Bazı şirketler kilit pozisyonlar için içeriden terfi etmeyi tercih ediyor, çünkü bu kişiler şirketi iyi tanıyor. Diğerleri dışarıdan kiralamayı tercih ediyor çünkü dışarıdaki personel şirketi tanımadığı için şirkete yeni ve taze fikirler getirebiliyor.

İç Kaynaklar:

Dahili işe alım kaynakları, kurumun içindeki en belirgin kaynaklardır. Çoğu kuruluş boş ilanların ilan panoları, haber bültenleri veya ağızdan duyurularla duyurulması için prosedürlere sahiptir. Bazı promosyonlar hiyerarşik yapıda inşa edilebilir ve kıdem esasına göre veya üst düzeydeki bir pozisyonun mevcut olması durumunda otomatik olarak gerçekleşebilir.

Ne zaman daha yüksek seviyede bir boş yer olursa, kurum içinden birileri yükseltilir, terfi edilir veya başka bir departmana veya yere aktarılır. Nadiren, bir pozisyonu dolduracak bir kişi talep edilebilir.

Şirket içi işe alım süreci, çalışanlar için, fırsatlar ortaya çıktığında yabancılara göre tercih edileceğinden emin olduklarından, çok teşvik edici ve motive edici olabilir. Bu, çalışanlar arasındaki sadakat duygusunu güçlendirir, çünkü onlara ilerleme fırsatı sunar.

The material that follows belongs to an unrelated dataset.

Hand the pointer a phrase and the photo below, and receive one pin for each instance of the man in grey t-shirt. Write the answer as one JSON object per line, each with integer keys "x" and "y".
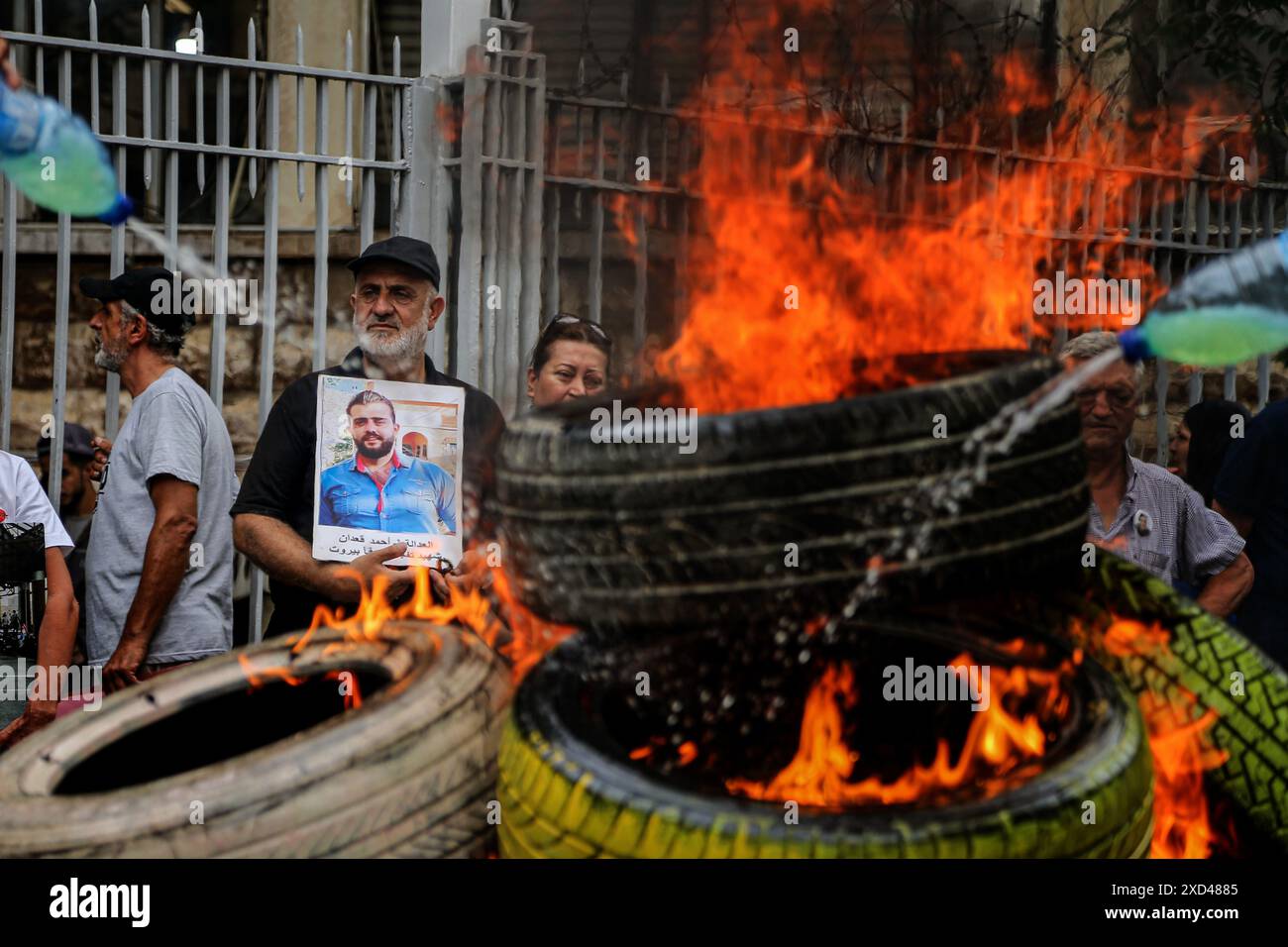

Bu aynı zamanda, kurumun genel olarak çalışan performansının ve ilerlemesinin kaydını tuttuğu için yönetimin çalışanların performansının kalitesinden emin olmasını sağlar. Ayrıca, iç işe alım zaman ve para açısından ekonomiktir, çünkü yeni adayların işe alınması sürecinde harcanan tüm enerjiler dışarıdan kurtarılır. Ek olarak, dışarıdan yeni çalışanlar her zaman çalışanın kuruma katkısının sınırlı olduğu bir telsiz süresi geçirmelidir.

Dahili personelin bazı dezavantajları vardır. Birincisi, promosyonlar doğada önyargılı olabilir ve bazen daha vasıfsız kişilerde daha sorumlu pozisyonlarda sonuçlanmak yerine liyakatçilik veya kıdemliliğe dayalı olabilir. İkincisi, kuruma girerken daha yenilikçi ve yaratıcı olabilecek yeni kanı cesaretlendirerek değişimi ve büyümeyi engeller.

Dış Kaynaklar:

Dış kaynaklar çeşitli ve çoktur. Çoğu kurum, insan gücü ihtiyaçlarını içten ve dış kaynaklardan aramak zorunda oldukları için dolduramaz. Dış potansiyel aday havuzu:

İş gücüne yeni girenlerin:

Bunlar, çalışmaları yeni bitirmiş ve iş piyasasına giren üniversite öğrencileri olabilir.

İşsiz:

Bunlar, geçici olarak işsiz kalan veya şu anda kendileri için uygun olmayan ve daha iyi fırsatlar arayan işlerde bulunan kişilerdir.

Emekli deneyimli insanlar:

Bunlar, muhasebeciler, tamirciler, güvenlik görevlileri olabilir, gerekli deneyime sahip olan ve danışman veya süpervizör olarak işe alınabilecek kişiler olabilir.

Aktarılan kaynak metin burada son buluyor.